Observou-se através dos resultados obtidos nas pesquisas que as prerrogativas dos órgãos policiais, instituídas pelo Estado na busca pela promoção da segurança pública, estão colidindo com os direitos e garantias fundamentais, o que decorre da realização de uma abordagem sem critérios e sem preservar o que dispõe a Constituição Federal de 1988. Como consequência dessa ausência, origina-se uma nova forma de violência, que foge da finalidade do próprio órgão que busca combatê-la.

O advento de uma nova espécie de violência apresenta-se diante da violação da dignidade da pessoa humana e a prática de atos para além do que dispõe a lei que, de forma conjunta, resultam em ilegalidade, desvio de finalidade e desrespeito às garantias e princípios basilares do ordenamento jurídico do país.

A importância na observância ao princípio da dignidade humana no desempenho da abordagem policial reforça-se pela necessidade de que haja vida para que se usufrua dos demais direitos, pois ainda que não haja hierarquia entre os direitos assegurados pela Constituição Federal de 1988, o direito a vida requer uma atenção maior para que os outros direitos venham a ser desfrutados.

Dentre as atribuições conferidas aos órgãos policiais, encontra-se a busca pela promoção da segurança pública que, embora não seja dever apenas destes, mas da população em geral, possuem autonomia e recursos maiores para alcança-la em comparação aos cidadãos comuns.

Sendo a segurança pública dever de todos, a realização de procedimentos necessários na busca desta, pautado na dignidade humana somado à cooperação dos civis, revela-se como sendo uma alternativa de trabalho conjunto e eficaz para se alcançar resultados satisfatórios na busca pela paz social.

A construção de uma relação de confiança entre a população e os agentes públicos, que finde o temor da abordagem construído ao longo dos anos, revertendo-o em sentimento de segurança é possível de ser alcançado através de da prevalência do respeito e da cooperação entre o agente e o cidadão.
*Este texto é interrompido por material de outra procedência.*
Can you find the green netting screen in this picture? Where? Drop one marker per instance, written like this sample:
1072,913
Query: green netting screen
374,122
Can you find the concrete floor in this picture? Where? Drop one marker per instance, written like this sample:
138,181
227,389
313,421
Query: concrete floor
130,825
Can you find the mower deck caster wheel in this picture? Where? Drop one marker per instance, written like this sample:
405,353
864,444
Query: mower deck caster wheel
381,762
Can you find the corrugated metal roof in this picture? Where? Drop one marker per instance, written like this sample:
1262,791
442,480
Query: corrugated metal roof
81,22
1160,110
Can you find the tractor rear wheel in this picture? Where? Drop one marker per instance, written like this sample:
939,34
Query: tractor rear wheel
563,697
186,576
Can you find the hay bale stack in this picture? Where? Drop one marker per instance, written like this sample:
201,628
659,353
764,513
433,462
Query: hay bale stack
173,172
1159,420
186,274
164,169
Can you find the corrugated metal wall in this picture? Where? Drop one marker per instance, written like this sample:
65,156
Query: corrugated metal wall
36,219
A abordagem policial é instrumento necessário na busca pela promoção da segurança pública, mas deve ser realizada com planejamento, inteligência, mediante critérios que permitam, conjuntamente, a realização do ofício e a preservação dos direitos e garantias da população, pois só desta forma, a finalidade instituída ao órgão estará sendo realizada de forma eficiente.

Em casos onde haja fundada suspeita, os agentes policiais tem a disposição diversos instrumentos que possibilitam a realização de suas atividades de forma eficiente sem que esta resulte em arbitrariedade, ilegalidade e até mesmo violência; conduzir até a delegacia de policia para apuração dos fatos e tomada das diligências necessárias são uma delas.
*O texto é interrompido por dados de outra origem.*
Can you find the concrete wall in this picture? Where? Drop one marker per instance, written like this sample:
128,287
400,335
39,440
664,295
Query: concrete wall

A partir dos resultados obtidos na pesquisa de campo, foi possível identificar que parte dos respondentes alegaram já terem sido subjugados a situações que, analisadas no caso concreto, se emolduram nas circunstâncias tipificadas como prática de tortura, mais precisamente enquadradas no que dispõe artigo 1º, inciso I, alíneas a e b e inciso II parágrafo 1º da lei 9.455 de 07/04/1997, quando submetidos a constrangimentos com emprego de violência ou grave ameaça, e que apesar de não concordarem com a conduta dos agentes, não souberam identifica-la como sendo uma conduta ilegal.

A polícia não possui como uma de suas atribuições à aplicação da pena e, ainda que assim fosse, a violência jamais seria uma pena sentenciada a ser cumprida, pois é expressamente vedada no ordenamento jurídico brasileiro.

A problemática levantada acerca da abordagem policial requer a criação de um órgão fiscalizador que regule a atuação desses agentes de forma eficiente; impondo limites e estabelecendo deveres que reforcem o que dispõe o texto constitucional no capítulo destinado as garantias fundamentais e as demais legislações já mencionadas, buscando a diminuição na incidência da arbitrariedade durante a abordagem policial.

É indispensável a realização de cursos de aprimoramento em busca de melhorias nas atividades desempenhadas pela classe; acompanhamento psicossocial visando à construção de uma relação mais humana e menos discriminatória entre o agente e o cidadão que, conjuntamente, tornem o procedimento de abordagem policial mais preventivo e menos repressivo.

A valorização da classe é também indispensável diante da grandiosidade de trabalho exercido por estes agentes e exposição a risco constante a que se submetem, de modo a reconhecer a importância social do serviço desempenhado por esses agentes públicos e recompensá-los de forma equivalente.

Faz-se necessário, ainda, a criação de programas educacionais voltados a levar a conhecimento dos agentes públicos e da população, os direitos e garantias fundamentais assegurados constitucionalmente, para que saibam identifica-los na prática, buscando a preservação destes.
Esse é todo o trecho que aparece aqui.